Yes, the level of risk to the public is grossly different in the two scenarios. The point is that being wasted probably shouldn't give anyone a pass on public safety rules.
When my grip on sanity slips
By Rob
Tue, 12/28/2021 - 1:52pm
When my grip on sanity slips a little bit, I think things like "Damnit! Things like this wouldn't happen if Chris Farley was still alive!"
Wouldn't you love motivational speaker Matt Foley riding around the subway yelling at people who don't wear masks?
Sure! Don't wear a mask! You'll just end up in an iron lung down by the river!!!
This will be a hot topic
By Notfromboston
Tue, 12/28/2021 - 5:25pm
This will be a hot topic during the inaguration dinner.
Before or after
By SwirlyGrrl
Tue, 12/28/2021 - 5:56pm
The vaccination check and the rapid testing?
I'm sure they have access to
By Notfromboston
Tue, 12/28/2021 - 6:58pm
I'm sure they have access to rapid tests, so maybe during?

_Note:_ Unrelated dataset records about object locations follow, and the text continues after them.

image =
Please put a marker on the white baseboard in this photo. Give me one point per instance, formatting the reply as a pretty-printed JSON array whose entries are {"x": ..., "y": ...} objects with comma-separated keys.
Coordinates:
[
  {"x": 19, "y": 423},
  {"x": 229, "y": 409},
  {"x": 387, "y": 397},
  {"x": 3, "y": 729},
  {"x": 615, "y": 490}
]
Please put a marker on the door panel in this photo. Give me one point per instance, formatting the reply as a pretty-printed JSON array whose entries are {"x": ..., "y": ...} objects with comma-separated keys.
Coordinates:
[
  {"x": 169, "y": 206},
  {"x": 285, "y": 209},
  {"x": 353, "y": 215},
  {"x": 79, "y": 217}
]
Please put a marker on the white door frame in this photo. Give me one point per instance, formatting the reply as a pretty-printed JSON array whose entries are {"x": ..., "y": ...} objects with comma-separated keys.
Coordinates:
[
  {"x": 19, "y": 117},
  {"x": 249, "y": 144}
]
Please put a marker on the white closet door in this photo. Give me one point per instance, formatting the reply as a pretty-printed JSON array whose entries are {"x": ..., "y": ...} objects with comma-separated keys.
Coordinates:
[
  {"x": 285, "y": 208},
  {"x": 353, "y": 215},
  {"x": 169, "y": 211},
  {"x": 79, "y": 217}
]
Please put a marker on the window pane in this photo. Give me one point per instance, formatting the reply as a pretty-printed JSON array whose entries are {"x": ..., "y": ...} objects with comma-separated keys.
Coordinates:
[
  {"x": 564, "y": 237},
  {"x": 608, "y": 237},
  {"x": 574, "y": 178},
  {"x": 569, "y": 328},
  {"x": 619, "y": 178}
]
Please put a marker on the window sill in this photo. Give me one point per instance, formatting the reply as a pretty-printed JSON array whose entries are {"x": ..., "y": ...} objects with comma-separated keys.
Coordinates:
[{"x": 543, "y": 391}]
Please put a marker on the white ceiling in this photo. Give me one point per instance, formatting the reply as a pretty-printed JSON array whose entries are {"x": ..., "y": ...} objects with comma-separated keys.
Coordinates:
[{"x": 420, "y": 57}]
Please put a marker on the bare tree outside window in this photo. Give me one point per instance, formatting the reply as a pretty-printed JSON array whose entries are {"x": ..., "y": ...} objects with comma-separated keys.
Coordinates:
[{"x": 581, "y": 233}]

I'm going to say it and not
By anon (not verified)
Tue, 12/28/2021 - 7:21pm
I'm going to say it and not care about what people think. Anyone who verbally or physically assaults healthcare workers...nurses, doctors, EMTs, first responders on any level, does NOT deserve help and deserves to get the wrath of Covid and suffer. These angels are here to save people's lives! Fire Dept, etc. And no. I'm not in these fields but experienced first hand how I would not have survived without them.
Transit police
By Timmy Walsh (not verified)
Wed, 12/29/2021 - 8:05am
The transit police should be in stations and riding the trains. The problem is they are driving around acting like Boston cops what a joke.
Possible solution?
By anon (not verified)
Wed, 12/29/2021 - 11:00am
I unfortunately have a smart mouth that nearly fifty years on this planet haven't completely quelled. I've started carrying extra masks with me and when I see someone with their mask hanging off, I offer the person one of my masks. This both satisfies my urge to stick my nose in someone else's business and 90% of the time results in a good social interaction. (One guy refused my mask but that was it.) People usually apologize and pull their mask up. I tell them that I am fine with them not wearing a mask (spoiler alert: I am not) but that I get masks free from work and am offering just in case they want extra.